Das cinco bases de dados consultadas: Scopus, ScienceDirect, Springer Link, EBSCO e Web of Science, foram devolvidas um total de 719 artigos, aos quais adicionamos cinco do Scholar Google, por se considerarem igualmente relevantes, resultando num total de 724 artigos, conforme Figura 1.

Figura 1 Aplicação da metodologia PRISMA na revisão sistemática da literatura 

2.3. Critérios de inclusão e exclusão

Na seleção dos artigos procedemos primeiramente à retirada de 2.90% (n = 21) por serem publicações duplicadas, tendo-se seguido a exclusão de 93.74% (n = 674) das publicações após leitura do título, das palavras-chave e do resumo, pois não integravam referências conjugadas a RA e CN (ou Biologia e/ou Geologia) e Ensino Básico ou Ensino Secundário (equivalente ISCED 2 e 3) (motivo 1); 0.14% (n = 1) por não apresentar a estratégia de ensino no trabalho com os alunos (motivo 2); 0.28% (n = 2) por incluírem a realidade virtual no estudo (motivo 3) e, por último, 0.28% (n = 2), uma meta-análise que não incluía estratégias educativas e integrava o ensino universitário e a outra uma revisão da literatura sobre a indústria alimentar (tema específico que não faz parte dos programas).
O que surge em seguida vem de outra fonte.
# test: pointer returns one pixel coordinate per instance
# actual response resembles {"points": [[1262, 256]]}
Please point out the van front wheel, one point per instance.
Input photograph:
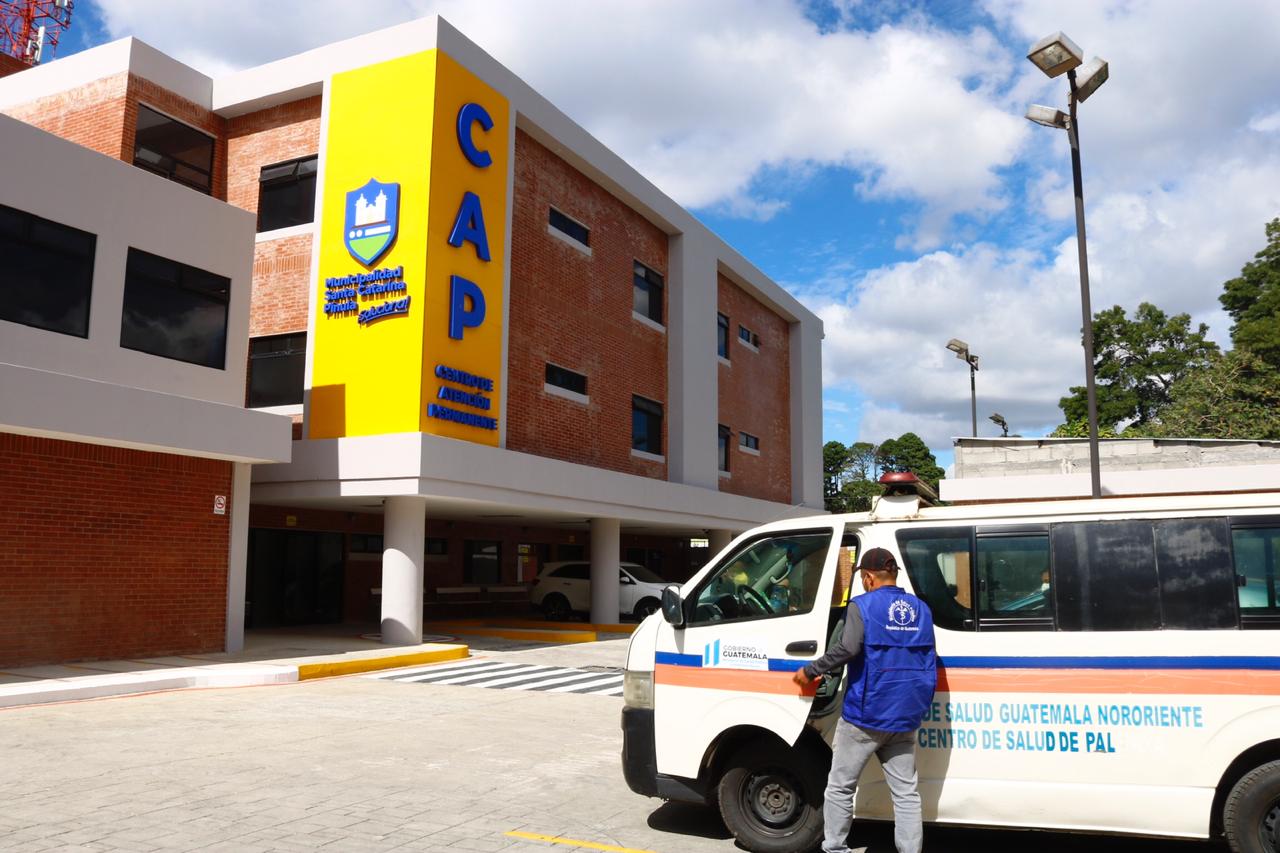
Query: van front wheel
{"points": [[1252, 812], [771, 799]]}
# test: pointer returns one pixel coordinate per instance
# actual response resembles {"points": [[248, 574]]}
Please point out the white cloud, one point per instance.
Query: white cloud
{"points": [[700, 97]]}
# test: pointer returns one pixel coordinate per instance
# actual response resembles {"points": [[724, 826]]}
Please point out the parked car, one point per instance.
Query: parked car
{"points": [[565, 588]]}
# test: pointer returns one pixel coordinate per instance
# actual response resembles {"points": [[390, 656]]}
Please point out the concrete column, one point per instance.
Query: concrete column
{"points": [[693, 401], [807, 414], [717, 541], [237, 556], [606, 566], [403, 547]]}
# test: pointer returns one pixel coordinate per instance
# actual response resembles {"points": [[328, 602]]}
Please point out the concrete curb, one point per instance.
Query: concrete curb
{"points": [[95, 687], [353, 665], [214, 675]]}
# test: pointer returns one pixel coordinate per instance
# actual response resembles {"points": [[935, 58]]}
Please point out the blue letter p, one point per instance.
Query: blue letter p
{"points": [[460, 315]]}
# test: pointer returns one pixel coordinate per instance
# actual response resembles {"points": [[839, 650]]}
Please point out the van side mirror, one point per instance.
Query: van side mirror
{"points": [[672, 609]]}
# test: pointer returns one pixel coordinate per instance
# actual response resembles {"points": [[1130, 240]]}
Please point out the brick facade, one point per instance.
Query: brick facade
{"points": [[109, 552], [575, 310], [744, 383], [91, 115]]}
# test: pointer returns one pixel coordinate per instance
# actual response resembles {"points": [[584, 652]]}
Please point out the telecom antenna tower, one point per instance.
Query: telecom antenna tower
{"points": [[30, 28]]}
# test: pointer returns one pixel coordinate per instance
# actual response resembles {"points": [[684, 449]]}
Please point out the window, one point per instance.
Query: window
{"points": [[776, 575], [48, 273], [565, 378], [173, 150], [174, 311], [1256, 550], [937, 562], [647, 293], [1197, 582], [572, 229], [366, 543], [1014, 582], [287, 194], [570, 552], [275, 369], [481, 562], [645, 425], [1106, 576], [574, 571]]}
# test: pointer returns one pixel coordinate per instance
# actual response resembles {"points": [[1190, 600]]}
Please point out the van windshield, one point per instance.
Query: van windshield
{"points": [[644, 575]]}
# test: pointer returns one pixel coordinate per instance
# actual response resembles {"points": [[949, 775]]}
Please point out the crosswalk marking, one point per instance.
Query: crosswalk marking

Para este artigo, foram selecionadas 10 publicações, por serem as que apresentaram resultados na aprendizagem dos alunos do ensino básico e secundário, nas disciplinas de Ciências Naturais e/ou Biologia (Tabela 2).

Tabela 2 Metodologia do estudo, país, amostra, duração e sistema de RA utilizado 

Autor(es) e ano Metodologia do Estudo País N (GC + GE) Contexto geral Duração app e sistema (com/sem marcador) Idade
Gopalan et al. (2016) Experimental Malásia 140 (70 + 70) Sala de aula Pré-teste 20 minutos; Uma semana de trabalho; pós-teste 20 minutos Aplicação eStar*, computador (com marcador) 13 e 14 anos
Hung et al. (2016) Experimental Taiwan 72 (24 + 24) + 24) Sala de aula Nd Aplicação construída, óculos de RA (com marcador) 12 e 13 anos
Say et al. (2017) Métodos mistos explanatório Turquia 53 (27 + 26) Sala de aula Um mês; pré e pós-teste Aplicação construída, tablet (com marcador) 12 e 13 anos
Karagozlu (2018) Experimental Não definido 147 (70 + 77) Sala de aula 14 semanas de conhecimento pré e pós-teste Aurasma app*, smartphone (com marcador) 12 e 13 anos
López (2018) Quase-Experimental Colômbia 13 (0 + 13) Sequência didática de aprendizagem Nd Arloon Anatomy AR app, smartphone (com marcador) 10 e 11 anos
Sahin et al. (2019) Quase-Experimental Turquia 100 (50 + 50) Sala de aula Quatro semanas (16 horas); um teste de avaliação app não definida, computador (com marcador) 12 e 13 anos
Gnidovec et al. (2020) Quase-Experimental Eslovénia 51 (0 + 51) Sala de aula junho (pré-teste, ensino e pós-teste), setembro (pós-teste e questionário) Mirage AR9 app*, smartphone (com marcador) 13 e 14 anos
Petrov et al. (2020) Estudo de caso Bulgária 80 (0 + 80) Sala de aula Um ano letivo; pré e pós-teste Aplicação zSpace, computador e óculos 3D (sem marcador) Nd (High school)
Weng et al. (2020) Quase-Experimental Indonésia 68 (34 + 34) Sala de aula 90 minutos (organizados em 20 + 5 + 45 + 20); pré e pós-teste aplicativo construído e smartphone (com marcador) 14 e 15 anos
López-Cortés et al. (2021) Pré-Experimental Chile 162 (0 + 162) Sala de aula Nd Aplicação Mitotic Division, smartphone ou tablet (com marcador) 15 e 16 anos

Nota: GC - grupo controlo; GE - grupo experimental; * app descontinuada; Nd - não definido.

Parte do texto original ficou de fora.